Sous cette réserve les dispositions du régime général des assurances sociales sont applicables, notamment celles relatives à la date d'entrée en jouissance de la pension ou de la rente.

1.7. Date d'effet et dispositions transitoires.

  25. 

Les dispositions du décret no 50-132 du 20 janvier 1950 sont applicables aux assurés âgés de moins de 60 ans le 1er avril 1946. L'article 12 (§ 1er) du décret dispose, en effet, que les droits des intéressés, en ce qui concerne l'assurance vieillesse sont liquidés ou révisés conformément aux dispositions du présent décret.

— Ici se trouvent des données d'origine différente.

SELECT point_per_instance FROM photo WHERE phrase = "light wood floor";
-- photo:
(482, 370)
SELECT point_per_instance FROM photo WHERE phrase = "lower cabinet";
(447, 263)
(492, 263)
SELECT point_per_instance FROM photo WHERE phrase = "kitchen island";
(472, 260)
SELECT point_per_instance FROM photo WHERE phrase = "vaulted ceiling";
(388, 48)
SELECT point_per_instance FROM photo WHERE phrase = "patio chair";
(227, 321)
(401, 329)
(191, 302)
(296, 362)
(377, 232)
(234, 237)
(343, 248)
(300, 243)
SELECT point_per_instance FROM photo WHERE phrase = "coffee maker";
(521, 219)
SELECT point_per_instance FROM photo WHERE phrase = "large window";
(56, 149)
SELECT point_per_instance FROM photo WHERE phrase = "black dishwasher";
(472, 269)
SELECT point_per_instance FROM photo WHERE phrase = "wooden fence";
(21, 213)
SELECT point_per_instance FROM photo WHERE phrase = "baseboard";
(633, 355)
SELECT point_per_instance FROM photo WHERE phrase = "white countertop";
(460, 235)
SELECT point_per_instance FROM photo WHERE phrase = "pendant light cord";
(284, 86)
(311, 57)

En particulier, les droits des assurés âgés de moins de 60 ans le 1er avril 1946 qui auraient été déjà liquidés dans les conditions prévues par le décret du 2 juin 1944 ou le décret de coordination particulier au régime spécial, devront être révisés conformément aux dispositions du nouveau décret, avec effet de la date d'entrée en jouissance de la pension ou rente.

  26. 

Il est rappelé, par ailleurs, que l'article 6 du décret du 2 juin 1944 prévoyait que les assurés quittant un régime spécial de retraites sans avoir droit à pension étaient rétablis dans la situation dont ils auraient bénéficié sous le régime général des assurances sociales si ce régime leur avait été applicable durant la période où ils ont été soumis à un régime spécial de retraites. Le paragraphe 2 du même article fixait le montant des versements que le régime spécial devait effectuer au régime général, en contre-partie des charges résultant de cette disposition pour ce dernier régime. Le paragraphe 3 prévoyait que les régimes fonctionnant par l'intermédiaire de la CNRV étaient dispensés de ce versement.

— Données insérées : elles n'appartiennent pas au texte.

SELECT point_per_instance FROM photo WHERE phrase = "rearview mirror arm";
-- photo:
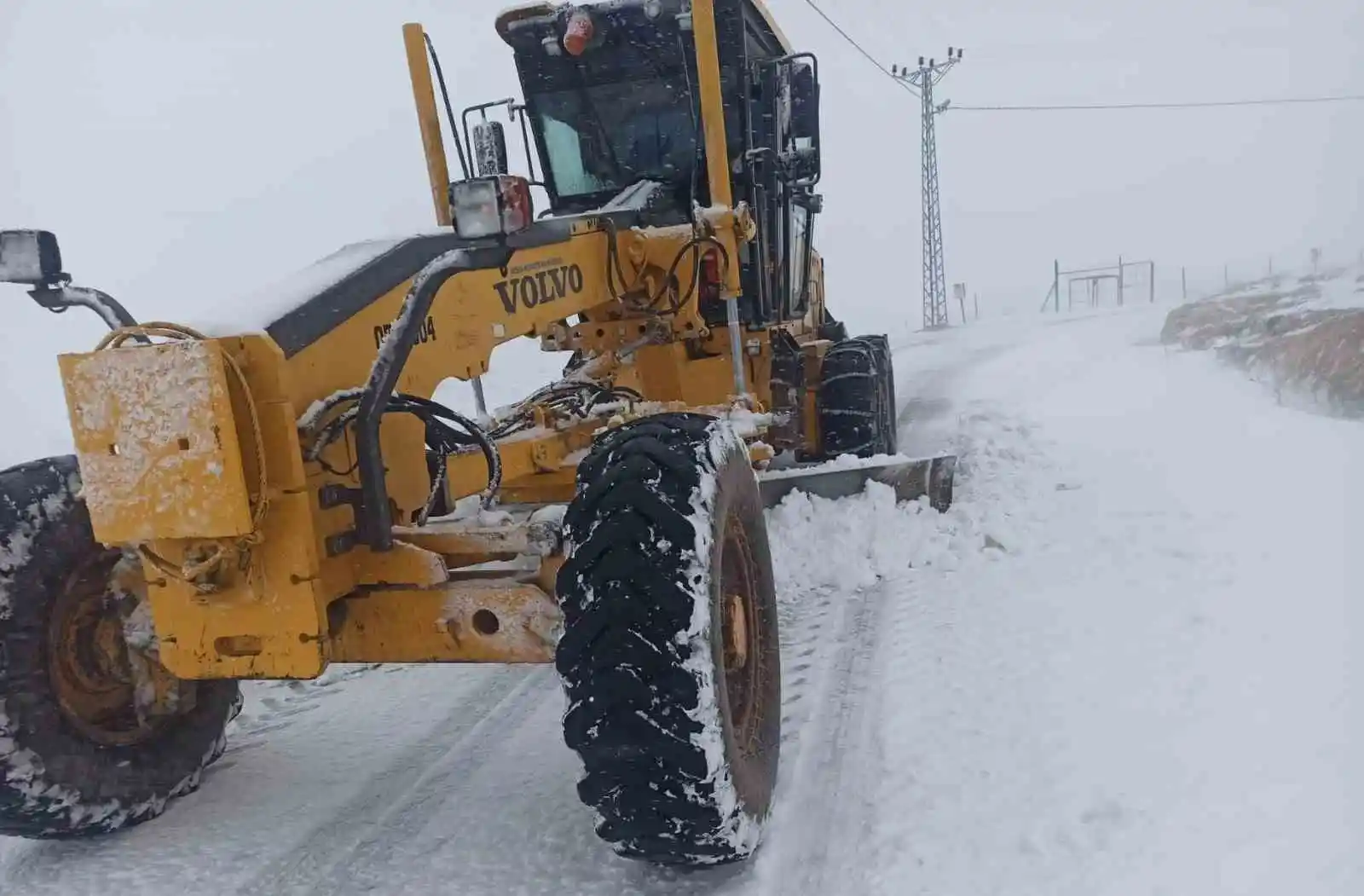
(61, 296)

Je souligne, toutefois, que l'article 6 du décret du 2 juin 1944 n'était pas applicable aux régimes spéciaux de retraites pour lesquels il existait des règles particulières en faveur des assurés quittant le régime sans droit à pension (notamment les régimes des ouvriers mineurs, des inscrits maritimes, des clercs et employés de notaires).

  27. 

Or, aux termes du deuxième alinéa du paragraphe 1er de l'article 12 du décret du 20 janvier 1950, les versements effectués en application de l'article 6 (§ 2) du décret du 2 juin 1944 pour les assurés ayant cessé d'être affiliés à leur régime spécial de retraites antérieurement au 29 janvier 1950, date de publication du décret du 20 janvier 1950, conservent leur entier effet.

J'estime, en conséquence, que les versements prévus à l'article 6 (§ 2) du décret du 2 juin 1944 devront être effectués pour les assurés ayant cessé d'être affiliés sans droit à pension, avant le 29 janvier 1950, à un régime spécial auquel cet article était applicable. Pour ces assurés, les périodes passées sous ledit régime spécial sont assimilées à des périodes d'affiliation au régime général, ce dernier régime supportant intégralement la charge des prestations auxquelles les intéressés peuvent avoir droit au titre de cette période.

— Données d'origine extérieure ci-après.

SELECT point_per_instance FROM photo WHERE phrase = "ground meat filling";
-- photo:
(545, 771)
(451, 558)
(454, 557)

De même, les dispositions de l'article 6 du décret du 2 juin 1944 restent applicables aux assurés ayant quitté sans droit à pension, avant le 29 janvier 1950, un régime spécial de retraites fonctionnant par l'intermédiaire de la CNAV. Les périodes passées sous ce dernier régime sont donc prises intégralement en charge par le régime général, sous réserve de l'imputation de la rente acquise à la CNAV sur les prestations du régime général, dans les conditions prévues à l'article 6 (§ 3) du décret du 2 juin 1944.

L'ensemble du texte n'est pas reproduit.